Platz 9 – Sabine Ziegler (#164)

Kommentar der Jury: Optisch sehr sehr ansprechend, sehr schöne Bildaufteilungen, auch mit den Farben ist hier wunderschön gearbeitet worden. Das Thema Fahrrad als Subthema ist immer wieder da und auch die einzelnen Aspekte sind recht nett umgesetzt. Das einzige, was leider fehlt, deshalb ist es etwas weit abgeschlagen, obwohl es fotografisch recht ansprechen ist, ist das München als Weltstadt mit Herz nicht erkennbar ist. Leider! Bei einzelnen Bildern ist es so, dass die Umsetzung des Themas schlecht zu sehen ist.

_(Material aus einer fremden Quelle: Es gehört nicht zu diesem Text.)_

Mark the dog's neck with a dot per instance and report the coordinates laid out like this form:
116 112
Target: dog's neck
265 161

Auch schön durchgezogen ist, dass es sich vorwiegend um Detailaufnahmen handelt. Wenn diese Tatsache stringenter durchgezogen worden wäre und auch noch das Thema München erkennbarer gewesen wäre die Serie sicher weiter vorne gelandet.

Platz 10 – Klaus Polkähn (#4)

Kommentar der Jury: Fällt auch ein wenig in die Kategorie Karten und Schablonen, wurde aber trotzdem reingenommen weil es sich hier auch nicht um gekaufte Karten und Schablonen handelt, sondern um found footage. Dies wurde auch stringent durchgezogen. Nämlich dadurch dass wir alle tagtäglich von Werbung malträtiert werden und eigentlich eine städtische Landschaft ohne Werbung kaum noch kennen, insofern spiegelt das natürlich auch einen gesellschaftskritischen Zeitgeist mit rein. 
Letzten Endes sind es aber abfotografierte Inhalte anderer Fotografen. Z.B. Bild Nr. 5, das Münchner original oder von dem Film Griesnockerlaffäre. Das ist natürlich immer ein bisschen problematisch, wenn man die Arbeit anderer Leute abfotografiert. Vom Grading ist es halt sehr gut gemacht, von der Farbgebung innerhalb der Serien, dass die Töne im Großen und Ganzen sehr aufeinander abgestimmt sind.





One response to “Die Siegerserien 2017 – Platz 1 bis 10”

  1. Sebastian Glasl says:

    Die Jury Entscheidung finde ich sehr fragwürdig.
    Stringenz wird weit wichtiger als Kreativität und fotografisches Können bewertet.

    Es scheint zugenügen eine Serie mit exakt einem Setup zu fotografieren um sich Plätze ganz vorne zu sichern.
    Auch die Realisierung des Haupt Themas München und der Unterthemen war für manche Plätze nebensächlich.

    Warum wurden Serien mit sogennanten “Herzschablonen” ausgeschlossen?

    Ich hoffe bald alle Serien sehen zu können und sodass wir uns ein eigenes Bild über die eingereichten Fotos machen können.

    Wie wäre es wenn jeder Teilnehmer eine Stimme bekäme und damit die Mehrheit über die Gewinner entscheidend. Ein solch demokratischer Ansatz würde Frust über die Jury Sicht vermeiden und Fairness sichern.